Dalam pandangan Debu Batara, tidak mengherankan jika aplikasi seperti Babylon akan mulai masuk ke pasar Indonesia dalam waktu dekat. Itu sebabnya, untuk mengantisipasi perkembangan tersebut, infrastruktur peraturan telehealth yang dikembangkan harus dapat menjawab pertanyaan dasar mengenai otoritas/regulator yang akan memiliki kewenangan untuk melakukan kontrol serta pengawasan terhadap nasihat medis yang dikeluarkan AI. “Terutama sejauh mana intitusi penyedia jasa atau profesional terkait harus tanggung jawab atas terjadinya kesalahan diagnosis atau tidak akuratnya suatu advis kesehatan yang diberikan oleh AI,” ujar Debu Batara.

 

Saat ini, mengingat Indonesia masih berusaha mengejar ketertinggalannya dalam mengembangkan teknologi dan infrastruktur peraturan terkait telemedicine, kewenangan pengaturan utama mengenai telemedicine masih berada di bawah Kementerian Komunikasi dan Informatika (Kemenkominfo) dan Kemenkes.
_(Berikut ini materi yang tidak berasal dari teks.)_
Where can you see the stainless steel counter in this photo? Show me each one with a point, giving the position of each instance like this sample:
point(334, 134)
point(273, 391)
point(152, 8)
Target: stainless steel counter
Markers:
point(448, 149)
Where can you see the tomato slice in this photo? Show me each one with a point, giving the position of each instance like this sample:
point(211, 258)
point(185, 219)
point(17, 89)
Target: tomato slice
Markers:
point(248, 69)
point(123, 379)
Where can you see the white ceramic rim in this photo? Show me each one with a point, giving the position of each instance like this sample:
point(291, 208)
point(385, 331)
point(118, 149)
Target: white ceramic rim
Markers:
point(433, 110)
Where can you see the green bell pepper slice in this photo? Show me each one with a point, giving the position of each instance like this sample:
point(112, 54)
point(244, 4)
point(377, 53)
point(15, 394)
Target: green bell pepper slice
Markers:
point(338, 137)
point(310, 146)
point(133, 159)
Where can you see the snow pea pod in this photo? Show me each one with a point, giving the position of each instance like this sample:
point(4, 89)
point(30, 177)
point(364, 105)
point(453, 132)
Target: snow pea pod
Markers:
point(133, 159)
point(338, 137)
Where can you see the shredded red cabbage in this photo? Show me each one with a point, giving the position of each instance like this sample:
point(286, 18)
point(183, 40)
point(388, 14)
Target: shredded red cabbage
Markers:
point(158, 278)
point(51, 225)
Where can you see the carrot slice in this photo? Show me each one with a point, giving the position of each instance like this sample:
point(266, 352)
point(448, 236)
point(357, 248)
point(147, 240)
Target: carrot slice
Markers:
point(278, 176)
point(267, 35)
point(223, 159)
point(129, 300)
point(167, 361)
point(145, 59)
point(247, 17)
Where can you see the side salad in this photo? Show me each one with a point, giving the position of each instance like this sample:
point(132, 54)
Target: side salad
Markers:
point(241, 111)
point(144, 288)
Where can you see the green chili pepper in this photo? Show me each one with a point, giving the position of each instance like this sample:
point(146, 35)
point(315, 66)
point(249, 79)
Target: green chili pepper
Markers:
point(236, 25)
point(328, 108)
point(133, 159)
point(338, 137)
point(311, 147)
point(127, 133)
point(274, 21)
Kemenkominfo mengatur segi aktivitas bisnis dan perizinan, sementara Kemenkes mengatur implementasi layanan yang disediakan dalam aplikasi.

 

“Hanya saja, mengingat konsep AI yang akan semakin jauh memasuki ranah pelayanan kesehatan, perlu dilakukan suatu tinjauan lebih dalam mengenai keefektifan peran kedua instansi tersebut dalam dunia telehealth, termasuk bagaimanakah kedua regulator tersebut dapat memaksimalkan perannya dalam perkembangan dunia kesehatan yang semakin sarat teknologi,” Debu Batara melanjutkan.